悪役令嬢リナ②
本日、2話目です。
リナをどこまでやるか悩み中・・・
しばらくして泣き止んだリナは恥ずかしそうに視線を反らしていた。
リナは幼い頃からあまり泣かない子供だった上に人前で泣くという経験がなく、その上さっきあったばかりの男に見られたというのはなんとも恥ずかしいのだ。
そんなリナを男・・・カインは微笑ましそうに見ていた。
カインが魔の森にいたのは本当に偶然だ。
たまたま魔の森の近くに用事があって、その帰りにリナを発見したのだ。
ギリギリで助けに入れたがタイミング的には言うほど簡単ではなかった。
咄嗟にカインが剣で切り飛ばさなければリナは死んでいただろう。
そう考えると、目の前で恥ずかしそうに視線を反らしている少女を助けられて本当によかったとカインは笑顔になれた。

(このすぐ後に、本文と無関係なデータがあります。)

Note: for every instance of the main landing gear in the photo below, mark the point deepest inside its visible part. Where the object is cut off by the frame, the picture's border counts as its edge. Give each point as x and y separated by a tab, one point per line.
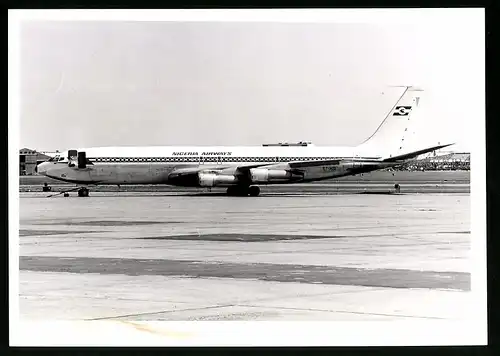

と、しばらくして、リナは落ち着いたのか咳ばらいをしてから改めて頭を下げた。
「助けていただいて本当にありがとうございます。私はリナと申します。」
「ああ、うん。俺はカイン。まあ・・・冒険者かな?」
「カイン様ですね。それで、今さらですけど魔の森に何故いらっしゃるのです?」
「用事があってね。魔の森・・・というよりもその先に住んでる人にね。その帰りにたまたま君を見つけたんだ。」
「そうなのですか・・・」
リナは思わず考えてしまう。
魔の森に単独で入れるということはカインは凄腕の冒険者なのだろう。
ここに用事というのか気になるが、それよりもリナはこの先の行動について考える。
森を抜けるならカインに着いていけばいいだろう。
しかし、そのあとが問題だ。
家には帰れず、お金もない。
少し魔法が使えるだけの無知な令嬢たる自分がどう生きていけばいいのかを。
そんなリナの様子からなんとなく察したカインは一瞬考えるそぶりをみせてから決めたという表情で提案をしてきた。
「あのさ・・・もしよければ一緒に来ない?」
「えっ・・・?」
リナは一瞬その言葉の意味を理解できなかった。
そして、すぐに森を抜けるまでだと悟り返事をする。
「えっと・・森を抜けるまでですよね。お願いします。」
「あ、いや、そのあとも宛がないなら一緒に行かない?」
その言葉にリナはフリーズしてしまう。
そんなリナの様子を知ってか知らずかカインは言葉を続ける。
「無理強いはしないけど、話の限りだと前は貴族のご令嬢だったんだよね?いきなり街にいってもわからないだろうし、リナがいいなら一緒にどうかなって思って。貴族のような生活は無理だけど、生きることに不便な思いはしないと思うし。どうかな?」
呆気に取られるリナ。
リナはどうしてカインがここまでしてくれるのかがわからなかった。
下心があるようには見えないし、純然たる好意で言ってるならどんなお人好しなのだろうとふいに考えてしまう。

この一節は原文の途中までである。